渋谷・青山・表参道・恵比寿を中心とした広域渋谷圏を最重要エリアとし、継続的な開発を通じて、当該エリアでの№1 ポジションを確立します。また都心での大型施設開発(銀座、竹芝)の確実な推進によりプレゼンス向上と収益力向上を目指してまいります。


2)住宅事業 〔お客様に第一想起されるプレゼンス確立〕

グループ連携による複合再開発事業の積極的な推進や多様化するニーズに対応したお客様に選ばれる商品を提供することによりプレゼンスを確立してまいります。

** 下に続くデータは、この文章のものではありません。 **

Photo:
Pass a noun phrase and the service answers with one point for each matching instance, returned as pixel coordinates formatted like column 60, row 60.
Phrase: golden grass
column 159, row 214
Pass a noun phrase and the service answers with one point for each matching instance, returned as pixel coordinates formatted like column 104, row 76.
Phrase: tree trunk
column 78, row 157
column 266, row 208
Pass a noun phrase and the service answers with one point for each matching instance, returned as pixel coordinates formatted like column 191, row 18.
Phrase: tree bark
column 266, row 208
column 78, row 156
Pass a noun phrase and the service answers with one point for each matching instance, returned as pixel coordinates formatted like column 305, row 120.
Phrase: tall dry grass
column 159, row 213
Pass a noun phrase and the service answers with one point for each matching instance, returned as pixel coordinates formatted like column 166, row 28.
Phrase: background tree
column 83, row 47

3)管理事業 〔総合不動産管理事業 圧倒的No.1〕

公的案件への取組強化などによる幅広い領域での管理ストック拡大と管理物件を起点とした関連収益拡大により圧倒的No.1 を目指してまいります。


4)仲介事業 〔不動産取引各事業No.1 ポジション〕

リテール営業体制の拡大強化や強みである首都圏でのノウハウやサービスを地方展開する等事業規模拡大・収益力向上を図り、インバウンド仲介やオペレーショナルアセット仲介等の新たな事業領域を広げることで、不動産取引各事業No.1 ポジションを目指してまいります。


5)ウェルネス事業 〔総合ウェルネス事業者としてのプレゼンス確立〕

シニア関連需要に対応したヘルスケア事業領域の拡充やリゾート市場への増加するインバウンド需要の獲得等により事業拡大を図り、余暇・シニア・健康領域にてグループ横断的に事業展開する総合ウェルネス事業者としてのプレゼンス確立を目指してまいります。

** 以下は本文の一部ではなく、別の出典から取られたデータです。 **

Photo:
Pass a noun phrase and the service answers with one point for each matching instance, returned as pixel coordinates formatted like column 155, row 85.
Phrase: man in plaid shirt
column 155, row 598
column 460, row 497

6)ハンズ事業 〔時代の変化に対し、常に進化し評価される「ハンズ」ブランドの確立〕

独自コンテンツによる店頭価値向上やインバウンド需要対応強化など既存事業の価値最大化に加え、事業展開エリアの拡大やブランド価値を活用した事業多角化を進め、常に進化し評価される「ハンズ」ブランドを確立させてまいります。


7)事業創造その他事業

海外事業については、インドネシアを中心としたアジア及び北米にて短期収益事業中心とした体制確立を目指してまいります。


7.新規投資計画(2014年度~2016年度)

<新規投資方針>

・稼働物件への投資、循環型再投資の加速による関与資産の拡大
・海外への投資による新たな事業基盤構築の着手

(億円)

地域・種別 2014~2016
国内 固定資産 稼働型・開発型 2,000
棚卸資産 都市事業系 3,100
住宅事業系 2,100
海外 北米・アジア 550
戦略投資(M&A投資他) 450
 
グロス投資額 8,200
 
ネット投資額(投資・回収合算後) 3,000

本資料記載の将来の業績見通しに関する事項につきましては、本資料発表時現在において入手可能な情報ならびに業績に影響を与える不確実な要因に係る本資料発表日現在における仮定を前提としております。実際の業績は、今後様々な要因によって基づいた判断によるものであり、今後様々な要因により異なる結果となる可能性があります。